身体の特定部位とか衣類とか持ち物に、強い性的執着をおぼえるのがフェティシズムであるとして、そういう性的感覚は自分にもわかるつもりだが、その執着心が、じっさいにそのものに触れても消えないというのが理解できない、とまでは言わないけど、幻想とははかないものなのに…とは思う。

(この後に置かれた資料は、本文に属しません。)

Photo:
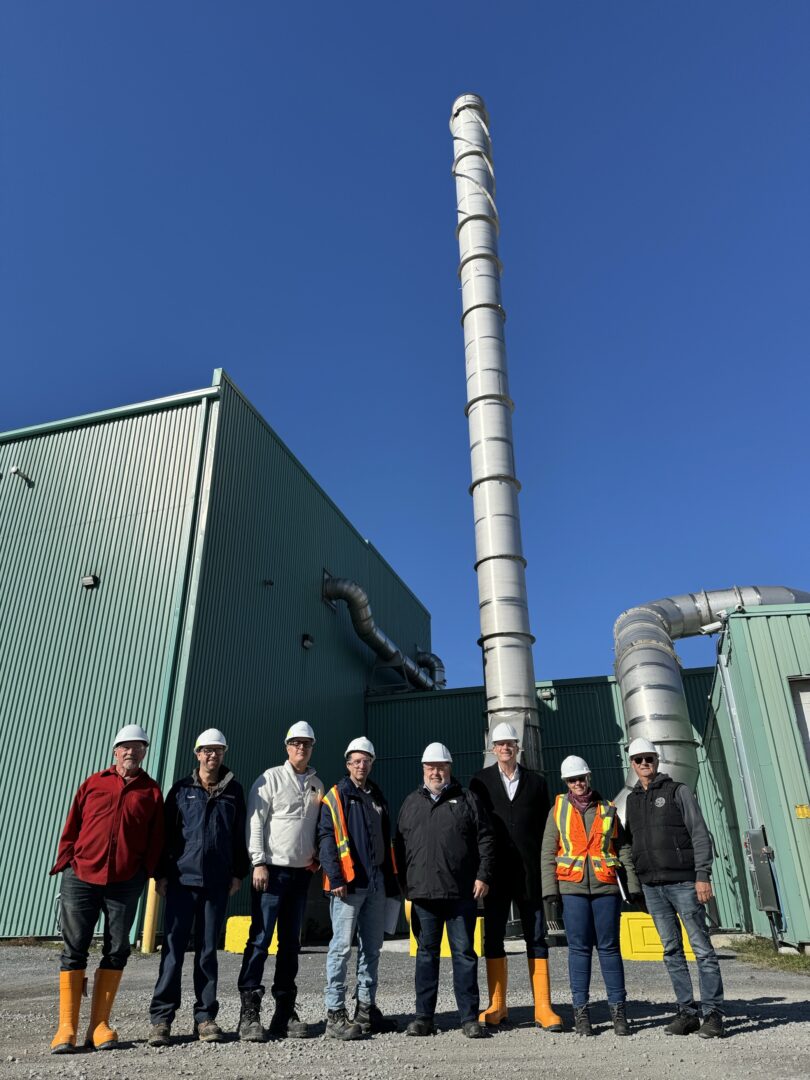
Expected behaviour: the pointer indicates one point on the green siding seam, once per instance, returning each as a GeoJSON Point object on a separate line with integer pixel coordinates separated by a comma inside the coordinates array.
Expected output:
{"type": "Point", "coordinates": [121, 412]}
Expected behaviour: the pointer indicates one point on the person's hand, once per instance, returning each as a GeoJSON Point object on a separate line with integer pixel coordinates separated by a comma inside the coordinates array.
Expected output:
{"type": "Point", "coordinates": [703, 891]}
{"type": "Point", "coordinates": [260, 878]}
{"type": "Point", "coordinates": [480, 890]}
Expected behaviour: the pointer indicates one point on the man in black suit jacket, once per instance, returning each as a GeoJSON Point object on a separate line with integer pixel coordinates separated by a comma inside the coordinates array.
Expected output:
{"type": "Point", "coordinates": [517, 801]}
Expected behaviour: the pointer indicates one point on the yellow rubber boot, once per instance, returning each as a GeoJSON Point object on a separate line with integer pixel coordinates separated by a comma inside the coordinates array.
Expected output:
{"type": "Point", "coordinates": [544, 1015]}
{"type": "Point", "coordinates": [105, 988]}
{"type": "Point", "coordinates": [496, 1011]}
{"type": "Point", "coordinates": [70, 999]}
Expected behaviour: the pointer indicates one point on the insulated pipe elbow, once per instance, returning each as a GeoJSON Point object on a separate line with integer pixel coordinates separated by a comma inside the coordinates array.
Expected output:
{"type": "Point", "coordinates": [360, 610]}
{"type": "Point", "coordinates": [648, 671]}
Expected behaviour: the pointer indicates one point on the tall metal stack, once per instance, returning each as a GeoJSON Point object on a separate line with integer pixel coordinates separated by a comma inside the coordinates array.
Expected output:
{"type": "Point", "coordinates": [505, 637]}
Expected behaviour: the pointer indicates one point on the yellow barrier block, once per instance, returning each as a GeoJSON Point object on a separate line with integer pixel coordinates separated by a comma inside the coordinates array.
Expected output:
{"type": "Point", "coordinates": [235, 934]}
{"type": "Point", "coordinates": [638, 939]}
{"type": "Point", "coordinates": [477, 940]}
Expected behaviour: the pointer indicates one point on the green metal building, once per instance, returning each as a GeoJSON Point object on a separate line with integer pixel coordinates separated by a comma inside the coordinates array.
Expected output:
{"type": "Point", "coordinates": [161, 564]}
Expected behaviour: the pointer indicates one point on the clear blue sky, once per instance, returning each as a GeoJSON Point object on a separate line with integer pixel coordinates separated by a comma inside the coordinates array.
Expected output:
{"type": "Point", "coordinates": [186, 186]}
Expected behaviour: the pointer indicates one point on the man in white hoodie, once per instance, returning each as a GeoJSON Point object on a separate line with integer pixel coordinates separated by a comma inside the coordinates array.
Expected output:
{"type": "Point", "coordinates": [283, 809]}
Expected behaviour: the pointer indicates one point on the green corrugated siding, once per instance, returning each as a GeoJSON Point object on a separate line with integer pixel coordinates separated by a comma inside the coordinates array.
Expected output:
{"type": "Point", "coordinates": [115, 498]}
{"type": "Point", "coordinates": [583, 717]}
{"type": "Point", "coordinates": [246, 670]}
{"type": "Point", "coordinates": [766, 648]}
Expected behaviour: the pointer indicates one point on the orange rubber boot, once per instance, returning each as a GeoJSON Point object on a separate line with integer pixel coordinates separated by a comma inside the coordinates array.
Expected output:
{"type": "Point", "coordinates": [105, 988]}
{"type": "Point", "coordinates": [70, 999]}
{"type": "Point", "coordinates": [496, 1011]}
{"type": "Point", "coordinates": [544, 1015]}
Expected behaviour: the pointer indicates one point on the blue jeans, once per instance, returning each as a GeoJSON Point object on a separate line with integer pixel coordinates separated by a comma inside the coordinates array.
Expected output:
{"type": "Point", "coordinates": [665, 903]}
{"type": "Point", "coordinates": [283, 904]}
{"type": "Point", "coordinates": [205, 908]}
{"type": "Point", "coordinates": [428, 919]}
{"type": "Point", "coordinates": [532, 923]}
{"type": "Point", "coordinates": [80, 905]}
{"type": "Point", "coordinates": [589, 921]}
{"type": "Point", "coordinates": [364, 910]}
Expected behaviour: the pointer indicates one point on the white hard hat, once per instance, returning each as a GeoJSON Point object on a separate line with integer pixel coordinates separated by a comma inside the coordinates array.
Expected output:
{"type": "Point", "coordinates": [640, 746]}
{"type": "Point", "coordinates": [300, 730]}
{"type": "Point", "coordinates": [503, 732]}
{"type": "Point", "coordinates": [362, 744]}
{"type": "Point", "coordinates": [575, 767]}
{"type": "Point", "coordinates": [436, 752]}
{"type": "Point", "coordinates": [132, 732]}
{"type": "Point", "coordinates": [211, 737]}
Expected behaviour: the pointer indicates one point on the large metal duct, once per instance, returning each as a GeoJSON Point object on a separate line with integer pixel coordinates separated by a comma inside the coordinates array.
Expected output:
{"type": "Point", "coordinates": [648, 671]}
{"type": "Point", "coordinates": [505, 637]}
{"type": "Point", "coordinates": [360, 609]}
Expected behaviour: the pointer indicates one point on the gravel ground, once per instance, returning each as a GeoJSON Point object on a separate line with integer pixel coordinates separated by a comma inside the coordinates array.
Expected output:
{"type": "Point", "coordinates": [768, 1029]}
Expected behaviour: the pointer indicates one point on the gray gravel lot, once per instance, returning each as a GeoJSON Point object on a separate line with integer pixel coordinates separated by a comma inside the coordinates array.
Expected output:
{"type": "Point", "coordinates": [768, 1029]}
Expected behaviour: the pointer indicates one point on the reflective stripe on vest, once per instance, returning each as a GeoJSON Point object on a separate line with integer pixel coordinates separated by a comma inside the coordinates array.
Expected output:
{"type": "Point", "coordinates": [332, 798]}
{"type": "Point", "coordinates": [574, 845]}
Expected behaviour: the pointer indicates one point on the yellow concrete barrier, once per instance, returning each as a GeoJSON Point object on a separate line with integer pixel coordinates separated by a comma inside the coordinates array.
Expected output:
{"type": "Point", "coordinates": [639, 941]}
{"type": "Point", "coordinates": [235, 934]}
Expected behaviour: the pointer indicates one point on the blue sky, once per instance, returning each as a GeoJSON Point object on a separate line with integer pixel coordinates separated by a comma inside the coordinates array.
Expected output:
{"type": "Point", "coordinates": [187, 186]}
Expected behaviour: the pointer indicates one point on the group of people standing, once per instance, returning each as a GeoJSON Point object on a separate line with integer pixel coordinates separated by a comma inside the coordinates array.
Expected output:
{"type": "Point", "coordinates": [499, 842]}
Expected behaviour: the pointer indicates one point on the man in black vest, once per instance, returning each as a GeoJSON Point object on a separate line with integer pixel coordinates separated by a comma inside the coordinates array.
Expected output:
{"type": "Point", "coordinates": [672, 853]}
{"type": "Point", "coordinates": [517, 801]}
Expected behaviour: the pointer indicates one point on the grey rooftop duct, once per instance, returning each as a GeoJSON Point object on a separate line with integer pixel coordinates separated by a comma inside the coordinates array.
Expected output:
{"type": "Point", "coordinates": [360, 609]}
{"type": "Point", "coordinates": [648, 671]}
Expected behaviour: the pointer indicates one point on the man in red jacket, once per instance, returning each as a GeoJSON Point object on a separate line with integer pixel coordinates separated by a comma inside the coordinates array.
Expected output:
{"type": "Point", "coordinates": [109, 846]}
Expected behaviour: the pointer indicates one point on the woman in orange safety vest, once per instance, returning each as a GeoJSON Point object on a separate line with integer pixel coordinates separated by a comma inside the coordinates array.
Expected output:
{"type": "Point", "coordinates": [583, 854]}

自覚された性欲なんて、おおよそフェティシズムではないのか。たとえば女性の靴が好きだという性的執着があるとしても、じっさいに手でその靴に触われば、どこにでもある靴の触感を自分の手に返してくれるはずで、そのときに性的幻想は瞬時に喪失されないかと思う。いや、そんなことはないのだ、それに触れるとか、靴で踏まれるとか、そんな直接的な触感的感覚でも、性的幻想は潰えるどころか、さらに膨張するのだと言うなら、それはそうなのだろうし、それで良いかもしれないが、だとしても程度問題ではないか。所詮は誰もが、どこかであきらめているのだし、どこかで自分に嘘をついてごまかしているのではないか。

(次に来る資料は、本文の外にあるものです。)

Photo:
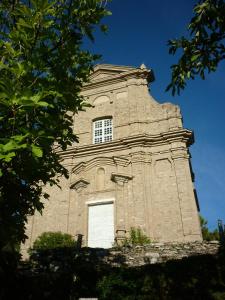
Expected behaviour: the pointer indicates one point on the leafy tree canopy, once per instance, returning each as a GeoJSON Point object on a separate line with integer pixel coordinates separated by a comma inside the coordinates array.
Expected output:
{"type": "Point", "coordinates": [204, 49]}
{"type": "Point", "coordinates": [42, 68]}
{"type": "Point", "coordinates": [206, 233]}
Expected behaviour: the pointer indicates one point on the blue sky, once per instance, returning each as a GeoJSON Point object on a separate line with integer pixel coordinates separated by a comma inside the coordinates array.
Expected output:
{"type": "Point", "coordinates": [138, 33]}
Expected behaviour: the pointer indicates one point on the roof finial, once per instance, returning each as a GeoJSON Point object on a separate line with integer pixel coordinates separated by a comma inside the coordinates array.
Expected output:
{"type": "Point", "coordinates": [142, 66]}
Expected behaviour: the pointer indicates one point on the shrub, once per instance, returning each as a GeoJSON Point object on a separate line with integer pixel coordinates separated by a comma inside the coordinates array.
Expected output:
{"type": "Point", "coordinates": [136, 237]}
{"type": "Point", "coordinates": [52, 240]}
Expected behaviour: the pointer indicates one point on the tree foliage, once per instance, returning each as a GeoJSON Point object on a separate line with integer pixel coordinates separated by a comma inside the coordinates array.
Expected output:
{"type": "Point", "coordinates": [42, 68]}
{"type": "Point", "coordinates": [206, 233]}
{"type": "Point", "coordinates": [53, 240]}
{"type": "Point", "coordinates": [204, 49]}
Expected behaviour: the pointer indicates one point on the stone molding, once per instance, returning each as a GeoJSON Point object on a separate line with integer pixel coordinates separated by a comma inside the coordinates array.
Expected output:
{"type": "Point", "coordinates": [79, 184]}
{"type": "Point", "coordinates": [122, 75]}
{"type": "Point", "coordinates": [146, 140]}
{"type": "Point", "coordinates": [120, 178]}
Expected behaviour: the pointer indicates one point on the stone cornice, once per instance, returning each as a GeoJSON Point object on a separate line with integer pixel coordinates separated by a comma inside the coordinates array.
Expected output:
{"type": "Point", "coordinates": [79, 184]}
{"type": "Point", "coordinates": [135, 73]}
{"type": "Point", "coordinates": [120, 177]}
{"type": "Point", "coordinates": [144, 140]}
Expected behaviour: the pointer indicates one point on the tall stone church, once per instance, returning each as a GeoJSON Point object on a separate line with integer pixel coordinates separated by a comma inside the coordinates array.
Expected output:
{"type": "Point", "coordinates": [131, 167]}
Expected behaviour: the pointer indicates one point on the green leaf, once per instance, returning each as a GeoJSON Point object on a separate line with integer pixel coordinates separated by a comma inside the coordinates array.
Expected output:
{"type": "Point", "coordinates": [37, 151]}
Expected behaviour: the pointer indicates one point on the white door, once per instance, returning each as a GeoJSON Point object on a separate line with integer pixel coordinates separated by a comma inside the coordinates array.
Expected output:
{"type": "Point", "coordinates": [100, 226]}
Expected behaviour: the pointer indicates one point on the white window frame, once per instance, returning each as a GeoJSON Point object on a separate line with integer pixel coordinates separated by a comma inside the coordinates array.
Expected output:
{"type": "Point", "coordinates": [102, 130]}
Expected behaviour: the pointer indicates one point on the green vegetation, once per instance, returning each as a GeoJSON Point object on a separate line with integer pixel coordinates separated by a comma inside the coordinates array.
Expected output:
{"type": "Point", "coordinates": [204, 49]}
{"type": "Point", "coordinates": [86, 275]}
{"type": "Point", "coordinates": [206, 234]}
{"type": "Point", "coordinates": [52, 240]}
{"type": "Point", "coordinates": [43, 66]}
{"type": "Point", "coordinates": [136, 237]}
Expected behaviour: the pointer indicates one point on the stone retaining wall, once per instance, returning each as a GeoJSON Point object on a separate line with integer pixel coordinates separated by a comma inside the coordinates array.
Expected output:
{"type": "Point", "coordinates": [155, 253]}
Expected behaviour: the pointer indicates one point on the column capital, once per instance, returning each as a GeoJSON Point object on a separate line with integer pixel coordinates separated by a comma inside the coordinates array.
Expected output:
{"type": "Point", "coordinates": [120, 178]}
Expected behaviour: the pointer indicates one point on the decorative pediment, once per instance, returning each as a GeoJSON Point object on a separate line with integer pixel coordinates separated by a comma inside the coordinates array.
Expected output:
{"type": "Point", "coordinates": [79, 168]}
{"type": "Point", "coordinates": [107, 71]}
{"type": "Point", "coordinates": [120, 178]}
{"type": "Point", "coordinates": [79, 184]}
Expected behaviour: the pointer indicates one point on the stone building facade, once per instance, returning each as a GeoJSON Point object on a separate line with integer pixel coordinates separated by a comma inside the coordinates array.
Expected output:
{"type": "Point", "coordinates": [131, 167]}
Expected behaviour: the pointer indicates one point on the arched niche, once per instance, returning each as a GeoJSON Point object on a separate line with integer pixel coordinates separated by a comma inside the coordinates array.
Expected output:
{"type": "Point", "coordinates": [101, 99]}
{"type": "Point", "coordinates": [100, 179]}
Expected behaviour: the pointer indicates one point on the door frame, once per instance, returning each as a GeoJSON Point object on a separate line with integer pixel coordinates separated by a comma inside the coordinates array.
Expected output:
{"type": "Point", "coordinates": [99, 202]}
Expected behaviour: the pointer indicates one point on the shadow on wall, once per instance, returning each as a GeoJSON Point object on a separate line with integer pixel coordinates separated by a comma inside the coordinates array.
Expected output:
{"type": "Point", "coordinates": [69, 273]}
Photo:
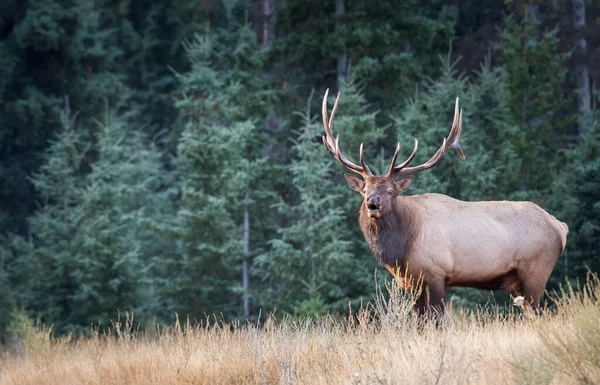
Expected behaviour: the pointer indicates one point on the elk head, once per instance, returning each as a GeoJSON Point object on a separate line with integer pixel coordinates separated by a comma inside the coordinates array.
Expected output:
{"type": "Point", "coordinates": [379, 192]}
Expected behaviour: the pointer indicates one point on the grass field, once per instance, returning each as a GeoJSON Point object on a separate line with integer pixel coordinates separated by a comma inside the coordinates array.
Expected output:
{"type": "Point", "coordinates": [378, 344]}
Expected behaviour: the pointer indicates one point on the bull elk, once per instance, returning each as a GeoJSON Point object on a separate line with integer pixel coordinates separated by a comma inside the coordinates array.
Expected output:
{"type": "Point", "coordinates": [494, 245]}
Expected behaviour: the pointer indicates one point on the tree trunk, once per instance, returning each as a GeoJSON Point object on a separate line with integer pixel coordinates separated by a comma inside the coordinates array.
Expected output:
{"type": "Point", "coordinates": [581, 67]}
{"type": "Point", "coordinates": [267, 35]}
{"type": "Point", "coordinates": [245, 263]}
{"type": "Point", "coordinates": [342, 66]}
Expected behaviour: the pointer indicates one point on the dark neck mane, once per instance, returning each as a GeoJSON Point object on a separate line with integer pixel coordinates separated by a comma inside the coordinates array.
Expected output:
{"type": "Point", "coordinates": [387, 237]}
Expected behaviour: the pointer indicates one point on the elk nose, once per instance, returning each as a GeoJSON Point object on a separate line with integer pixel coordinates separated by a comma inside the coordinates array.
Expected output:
{"type": "Point", "coordinates": [373, 201]}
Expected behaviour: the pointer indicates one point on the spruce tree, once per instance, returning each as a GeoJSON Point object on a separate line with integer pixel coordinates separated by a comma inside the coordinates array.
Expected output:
{"type": "Point", "coordinates": [82, 264]}
{"type": "Point", "coordinates": [536, 70]}
{"type": "Point", "coordinates": [310, 258]}
{"type": "Point", "coordinates": [221, 168]}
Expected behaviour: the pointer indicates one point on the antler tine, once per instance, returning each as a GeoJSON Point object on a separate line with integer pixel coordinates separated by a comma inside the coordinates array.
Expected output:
{"type": "Point", "coordinates": [332, 145]}
{"type": "Point", "coordinates": [328, 137]}
{"type": "Point", "coordinates": [362, 162]}
{"type": "Point", "coordinates": [455, 132]}
{"type": "Point", "coordinates": [391, 169]}
{"type": "Point", "coordinates": [395, 169]}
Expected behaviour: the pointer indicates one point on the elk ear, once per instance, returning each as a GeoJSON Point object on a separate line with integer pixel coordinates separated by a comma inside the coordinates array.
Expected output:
{"type": "Point", "coordinates": [354, 183]}
{"type": "Point", "coordinates": [403, 184]}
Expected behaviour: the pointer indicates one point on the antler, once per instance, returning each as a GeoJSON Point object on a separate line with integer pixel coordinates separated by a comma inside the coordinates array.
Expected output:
{"type": "Point", "coordinates": [332, 145]}
{"type": "Point", "coordinates": [455, 131]}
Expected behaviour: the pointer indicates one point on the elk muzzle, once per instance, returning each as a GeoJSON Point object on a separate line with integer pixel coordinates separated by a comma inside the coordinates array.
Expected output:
{"type": "Point", "coordinates": [373, 203]}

フェティシズムとはつまり比喩であり、まるで無関係なものが短絡的に結びついた状態が、人の心の中でずっと維持されている。その比喩の状態に魅了されるというか、比喩の先の決着されない意味の気配に魅了されているということだろう。

じっさいに、他人の肌や温もりを感じ、性的部位に手で触れ、肌を直接重ねたときの触感は、フェティシズム的幻想をけっして充足させない。それとこれとは別であり、他人の肌や性的部位や、その体温や息遣いは、けっして固有のものではない。このとき、身体は多かれ少なかれ、どれも同じであり、特筆すべき個体差はないと言ってよい。

たとえば恋愛感情に心を奪われた人間が、その相手と抱擁したとする。それはきっと天にも昇るような幸福な体験のはずだが、相手の肉体そのものは、人体一般の範疇を越えるものではなく、なんら特別なものではない。どれほど高揚した瞬間の只中であっても、人は必ずどこかでその事実に気づいている。

「他ならぬこの私」を捉えることが出来ないのと同様、「他ならぬあなた」も捉えることができない。恋愛感情によって、他でもないあなたこそが私のこだわりであり執着なのだというとき、にもかかわらず私にとって、なぜ貴方が貴方でなければならないのかを、私はけっして説明できないということだ。

これは冗談だけど、僕は大昔、誰かの肌にはじめてふれたとき、あまりの「現実感」に慄き、これこそが「物自体」では…、と思ったことがある(ウソです)。